In the 2013 proxy season, funds run by the $2.3 trillion investment company opposed five of seven directors targeted by the AFL-CIO labor federation, according to recent filings to the U.S. Securities and Exchange Commission. The labor group had opposed six directors at other companies between 2010 and 2012 as well, but Pennsylvania-based Vanguard backed the directors in those contests.

Vanguard also switched sides at several other contested shareholder meetings flagged by proxy adviser Institutional Shareholder Services. ISS said in a report last month that fiercely contested proxy battles at companies like Hewlett-Packard and Occidental "made it the worst of times" for some directors.

Hewlett-Packard directors John Hammergren and G. Kennedy Thompson left its board in April after receiving just narrow majorities of shareholder votes. At Occidental's annual meeting in April, shareholders ousted Chairman Ray Irani and another director, Aziz Syriani, withdrew from the election.

Vanguard funds, like its $142 billion Vanguard 500 Index Fund, opposed all four after supporting them in 2012. A spokesman for Hewlett-Packard declined to comment on Vanguard's voting. A spokesman for Occidental could not be immediately reached.

The votes of managers such as Vanguard have a wide-ranging impact on U.S. companies because of the vast holdings of their funds. With about $1.4 trillion of equity assets, for instance, Vanguard is the top institutional investor in market leaders like ExxonMobil, Apple Inc and Microsoft Corp .

"You can't take them for granted," said fund industry consultant Burt Greenwald, referring to passive managers. Also, index funds can turn activist because they cannot simply sell shares of companies with which they are unhappy and take what Amy Borrus, deputy director of the Council of Institutional Investors in Washington, called "the Wall Street Walk."

"If you can't sell your shares, you look for other ways to hold portfolio companies accountable," Borrus said.

Glenn Booraem, Vanguard's head of proxy voting, declined to discuss votes at individual companies and downplayed the overall significance of the switched votes on directors. He said it "just means with the passage of an additional year of both behavior and engagement, we reached a different voting conclusion."

Booraem said he speaks with hundreds of executives every year to press Vanguard's views behind the scenes. He said he often tells them that as an index fund manager, "We're going to be practically permanent shareholders.
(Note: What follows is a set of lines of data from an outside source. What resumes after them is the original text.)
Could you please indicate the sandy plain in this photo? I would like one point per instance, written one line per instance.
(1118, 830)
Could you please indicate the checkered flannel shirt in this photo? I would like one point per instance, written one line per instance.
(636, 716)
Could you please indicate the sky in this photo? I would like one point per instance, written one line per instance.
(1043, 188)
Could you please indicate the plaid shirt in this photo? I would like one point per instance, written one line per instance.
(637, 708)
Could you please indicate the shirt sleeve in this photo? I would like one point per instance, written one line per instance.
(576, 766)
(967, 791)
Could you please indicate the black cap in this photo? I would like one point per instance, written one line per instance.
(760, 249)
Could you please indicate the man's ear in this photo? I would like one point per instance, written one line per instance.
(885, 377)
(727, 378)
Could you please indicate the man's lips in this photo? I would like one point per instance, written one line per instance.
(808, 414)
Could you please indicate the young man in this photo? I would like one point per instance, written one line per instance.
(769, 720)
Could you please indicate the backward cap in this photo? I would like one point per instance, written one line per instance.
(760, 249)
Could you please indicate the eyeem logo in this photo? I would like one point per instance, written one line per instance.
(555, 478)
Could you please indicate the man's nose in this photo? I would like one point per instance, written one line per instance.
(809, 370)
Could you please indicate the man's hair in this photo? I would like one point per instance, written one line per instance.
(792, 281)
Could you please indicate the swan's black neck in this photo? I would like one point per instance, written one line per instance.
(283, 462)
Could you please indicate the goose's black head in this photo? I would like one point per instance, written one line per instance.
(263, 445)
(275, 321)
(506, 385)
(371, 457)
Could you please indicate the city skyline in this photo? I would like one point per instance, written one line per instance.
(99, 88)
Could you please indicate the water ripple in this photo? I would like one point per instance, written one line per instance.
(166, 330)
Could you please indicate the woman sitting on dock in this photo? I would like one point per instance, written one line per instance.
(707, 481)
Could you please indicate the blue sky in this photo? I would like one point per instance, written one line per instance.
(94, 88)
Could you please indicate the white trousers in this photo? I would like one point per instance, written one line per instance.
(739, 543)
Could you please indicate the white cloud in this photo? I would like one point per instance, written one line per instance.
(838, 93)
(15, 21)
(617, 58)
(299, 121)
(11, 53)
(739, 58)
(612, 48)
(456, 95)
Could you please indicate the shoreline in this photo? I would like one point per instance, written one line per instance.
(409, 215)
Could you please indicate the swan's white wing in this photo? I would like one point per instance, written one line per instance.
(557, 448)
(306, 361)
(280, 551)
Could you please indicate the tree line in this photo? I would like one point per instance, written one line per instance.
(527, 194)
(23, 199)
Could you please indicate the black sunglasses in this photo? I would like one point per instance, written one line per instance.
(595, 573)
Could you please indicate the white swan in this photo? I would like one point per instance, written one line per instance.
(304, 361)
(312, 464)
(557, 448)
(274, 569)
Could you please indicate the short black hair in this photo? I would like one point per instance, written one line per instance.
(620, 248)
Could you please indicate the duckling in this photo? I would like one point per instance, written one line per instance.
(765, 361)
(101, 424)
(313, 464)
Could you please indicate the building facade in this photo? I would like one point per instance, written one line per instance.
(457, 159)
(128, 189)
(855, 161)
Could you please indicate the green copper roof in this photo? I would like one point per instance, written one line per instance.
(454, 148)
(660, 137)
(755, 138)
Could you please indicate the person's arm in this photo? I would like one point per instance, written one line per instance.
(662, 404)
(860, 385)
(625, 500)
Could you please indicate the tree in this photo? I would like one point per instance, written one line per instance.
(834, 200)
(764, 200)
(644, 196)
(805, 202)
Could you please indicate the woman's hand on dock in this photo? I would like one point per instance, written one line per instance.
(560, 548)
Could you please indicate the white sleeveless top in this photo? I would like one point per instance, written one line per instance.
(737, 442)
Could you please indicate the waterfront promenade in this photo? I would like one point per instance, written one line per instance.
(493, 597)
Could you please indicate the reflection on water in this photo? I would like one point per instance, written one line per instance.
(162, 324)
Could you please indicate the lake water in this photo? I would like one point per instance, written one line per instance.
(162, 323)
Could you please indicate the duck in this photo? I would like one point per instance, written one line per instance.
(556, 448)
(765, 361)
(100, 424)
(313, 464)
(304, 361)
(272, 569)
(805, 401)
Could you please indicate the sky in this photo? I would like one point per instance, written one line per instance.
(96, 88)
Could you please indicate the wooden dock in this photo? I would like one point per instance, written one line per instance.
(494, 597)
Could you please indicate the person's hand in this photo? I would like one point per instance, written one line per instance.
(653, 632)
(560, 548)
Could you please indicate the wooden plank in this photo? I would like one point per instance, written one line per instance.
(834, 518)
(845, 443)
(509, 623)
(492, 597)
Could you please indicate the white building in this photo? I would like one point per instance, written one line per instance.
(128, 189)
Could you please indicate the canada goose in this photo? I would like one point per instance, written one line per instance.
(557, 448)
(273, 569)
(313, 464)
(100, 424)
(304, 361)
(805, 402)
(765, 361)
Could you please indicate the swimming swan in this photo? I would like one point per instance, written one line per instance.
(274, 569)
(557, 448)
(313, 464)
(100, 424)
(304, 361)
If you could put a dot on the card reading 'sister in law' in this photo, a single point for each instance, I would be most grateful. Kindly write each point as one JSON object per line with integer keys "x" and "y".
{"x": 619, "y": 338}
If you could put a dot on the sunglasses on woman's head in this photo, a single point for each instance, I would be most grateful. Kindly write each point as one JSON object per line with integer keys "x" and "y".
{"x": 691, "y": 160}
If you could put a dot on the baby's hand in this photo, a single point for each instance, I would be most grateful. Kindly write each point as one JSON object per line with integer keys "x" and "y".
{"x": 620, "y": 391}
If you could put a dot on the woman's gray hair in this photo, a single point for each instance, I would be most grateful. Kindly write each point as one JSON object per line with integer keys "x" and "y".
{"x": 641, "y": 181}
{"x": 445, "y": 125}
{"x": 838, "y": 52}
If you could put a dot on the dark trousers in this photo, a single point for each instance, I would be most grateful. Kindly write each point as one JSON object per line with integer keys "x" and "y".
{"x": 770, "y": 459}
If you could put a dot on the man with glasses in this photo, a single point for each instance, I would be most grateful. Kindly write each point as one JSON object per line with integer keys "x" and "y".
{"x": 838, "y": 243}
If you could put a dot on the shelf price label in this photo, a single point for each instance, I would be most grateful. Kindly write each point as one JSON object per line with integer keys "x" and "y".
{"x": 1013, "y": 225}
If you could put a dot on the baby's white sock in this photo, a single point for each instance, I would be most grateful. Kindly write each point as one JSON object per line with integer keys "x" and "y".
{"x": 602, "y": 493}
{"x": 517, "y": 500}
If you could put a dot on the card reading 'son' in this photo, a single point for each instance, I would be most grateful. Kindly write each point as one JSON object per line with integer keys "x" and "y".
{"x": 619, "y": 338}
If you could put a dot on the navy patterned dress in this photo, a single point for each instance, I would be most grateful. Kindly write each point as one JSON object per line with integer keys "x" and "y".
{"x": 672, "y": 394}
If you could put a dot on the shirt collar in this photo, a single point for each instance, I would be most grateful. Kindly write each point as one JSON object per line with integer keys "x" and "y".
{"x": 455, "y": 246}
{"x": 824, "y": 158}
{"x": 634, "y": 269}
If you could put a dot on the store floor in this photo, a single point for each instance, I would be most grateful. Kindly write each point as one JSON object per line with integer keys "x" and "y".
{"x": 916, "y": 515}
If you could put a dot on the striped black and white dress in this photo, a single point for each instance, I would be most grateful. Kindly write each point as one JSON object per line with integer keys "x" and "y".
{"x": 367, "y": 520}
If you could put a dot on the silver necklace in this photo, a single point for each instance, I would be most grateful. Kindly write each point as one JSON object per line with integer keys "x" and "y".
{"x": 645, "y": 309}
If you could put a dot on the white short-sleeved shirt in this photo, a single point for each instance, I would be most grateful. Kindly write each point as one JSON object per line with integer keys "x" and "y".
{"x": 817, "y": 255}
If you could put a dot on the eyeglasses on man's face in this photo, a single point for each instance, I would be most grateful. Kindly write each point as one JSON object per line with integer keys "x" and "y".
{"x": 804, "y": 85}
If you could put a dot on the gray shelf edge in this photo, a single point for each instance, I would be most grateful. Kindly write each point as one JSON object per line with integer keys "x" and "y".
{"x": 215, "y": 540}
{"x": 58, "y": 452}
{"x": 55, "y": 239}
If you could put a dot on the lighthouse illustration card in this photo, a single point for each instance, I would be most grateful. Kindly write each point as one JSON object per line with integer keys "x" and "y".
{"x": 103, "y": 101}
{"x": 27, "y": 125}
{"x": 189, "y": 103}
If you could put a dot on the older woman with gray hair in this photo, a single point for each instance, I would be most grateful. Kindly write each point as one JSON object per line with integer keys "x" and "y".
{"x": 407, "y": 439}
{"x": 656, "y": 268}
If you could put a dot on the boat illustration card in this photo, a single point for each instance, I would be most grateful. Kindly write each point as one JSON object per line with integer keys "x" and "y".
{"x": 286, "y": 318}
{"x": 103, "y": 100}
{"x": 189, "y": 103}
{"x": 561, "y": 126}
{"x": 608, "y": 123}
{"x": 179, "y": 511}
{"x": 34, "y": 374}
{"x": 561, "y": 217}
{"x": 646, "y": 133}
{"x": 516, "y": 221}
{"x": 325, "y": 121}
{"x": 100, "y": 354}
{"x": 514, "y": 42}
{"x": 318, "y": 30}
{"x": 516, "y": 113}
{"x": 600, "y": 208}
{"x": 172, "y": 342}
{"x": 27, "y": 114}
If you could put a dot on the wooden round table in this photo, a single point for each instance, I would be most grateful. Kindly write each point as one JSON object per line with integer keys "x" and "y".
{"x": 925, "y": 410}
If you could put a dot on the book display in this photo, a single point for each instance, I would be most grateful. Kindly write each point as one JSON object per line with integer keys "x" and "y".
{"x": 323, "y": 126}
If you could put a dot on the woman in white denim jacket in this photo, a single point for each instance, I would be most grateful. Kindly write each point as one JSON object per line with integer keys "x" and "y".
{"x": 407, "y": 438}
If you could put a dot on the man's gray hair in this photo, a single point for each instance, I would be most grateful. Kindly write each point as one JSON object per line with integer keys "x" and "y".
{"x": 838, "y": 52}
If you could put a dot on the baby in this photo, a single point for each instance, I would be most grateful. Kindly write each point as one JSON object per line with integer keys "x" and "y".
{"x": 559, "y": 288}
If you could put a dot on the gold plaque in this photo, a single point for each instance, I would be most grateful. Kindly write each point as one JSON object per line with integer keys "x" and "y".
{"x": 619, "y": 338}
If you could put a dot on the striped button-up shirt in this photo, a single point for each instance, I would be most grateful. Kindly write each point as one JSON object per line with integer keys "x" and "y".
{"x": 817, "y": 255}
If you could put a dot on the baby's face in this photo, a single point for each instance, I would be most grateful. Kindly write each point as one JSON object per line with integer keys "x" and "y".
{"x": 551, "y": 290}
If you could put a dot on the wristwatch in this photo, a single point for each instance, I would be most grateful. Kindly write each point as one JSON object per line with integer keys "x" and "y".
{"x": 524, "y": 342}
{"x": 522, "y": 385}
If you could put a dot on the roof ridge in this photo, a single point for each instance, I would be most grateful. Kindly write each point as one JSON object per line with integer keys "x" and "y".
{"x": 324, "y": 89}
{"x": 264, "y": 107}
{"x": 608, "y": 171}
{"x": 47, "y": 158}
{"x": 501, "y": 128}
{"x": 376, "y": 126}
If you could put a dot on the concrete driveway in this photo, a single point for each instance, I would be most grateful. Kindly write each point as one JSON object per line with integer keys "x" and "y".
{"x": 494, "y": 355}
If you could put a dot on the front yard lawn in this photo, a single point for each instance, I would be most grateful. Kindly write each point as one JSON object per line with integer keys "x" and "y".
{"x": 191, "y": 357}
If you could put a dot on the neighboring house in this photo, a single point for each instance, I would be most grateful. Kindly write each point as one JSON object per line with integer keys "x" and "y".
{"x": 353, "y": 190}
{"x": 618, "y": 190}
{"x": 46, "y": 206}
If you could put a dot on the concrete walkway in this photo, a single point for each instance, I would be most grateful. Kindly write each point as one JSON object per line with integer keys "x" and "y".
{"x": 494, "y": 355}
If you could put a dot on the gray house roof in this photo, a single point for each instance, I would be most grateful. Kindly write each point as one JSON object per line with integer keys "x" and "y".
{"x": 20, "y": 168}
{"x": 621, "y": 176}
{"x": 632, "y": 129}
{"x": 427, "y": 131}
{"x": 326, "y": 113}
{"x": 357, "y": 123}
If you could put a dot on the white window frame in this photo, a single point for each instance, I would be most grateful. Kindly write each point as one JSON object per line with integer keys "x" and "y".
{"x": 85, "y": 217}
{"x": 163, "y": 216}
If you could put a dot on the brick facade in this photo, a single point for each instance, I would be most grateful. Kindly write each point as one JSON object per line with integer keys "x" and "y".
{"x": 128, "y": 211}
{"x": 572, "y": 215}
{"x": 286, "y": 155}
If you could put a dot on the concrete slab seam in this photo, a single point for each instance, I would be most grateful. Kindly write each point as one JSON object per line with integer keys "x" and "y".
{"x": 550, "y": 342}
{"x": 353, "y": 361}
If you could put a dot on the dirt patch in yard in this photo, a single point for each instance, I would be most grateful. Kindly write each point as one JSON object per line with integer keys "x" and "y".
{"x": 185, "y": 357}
We're not going away."

Vanguard supported 95 percent of company directors overall, up from 94 percent in 2012.

But in addition to the votes at Hewlett-Packard and Occidental, filings for Vanguard funds show they switched sides and opposed directors at other companies where board members faced criticism.

These included Cablevision, Apple Inc, Nabors Industries and Vornado Realty Trust. - the latter three of which were identified as "top meetings" by ISS, along with Hewlett-Packard and Occidental.

John Coates, a Harvard Law School professor who follows corporate governance, said Vanguard's votes are in line with a new consensus among institutional investors that voting against directors puts more pressure on companies than does voting for specific shareholder proposals.

"It's becoming conventional wisdom that's the best way to get the board's attention," Coates said.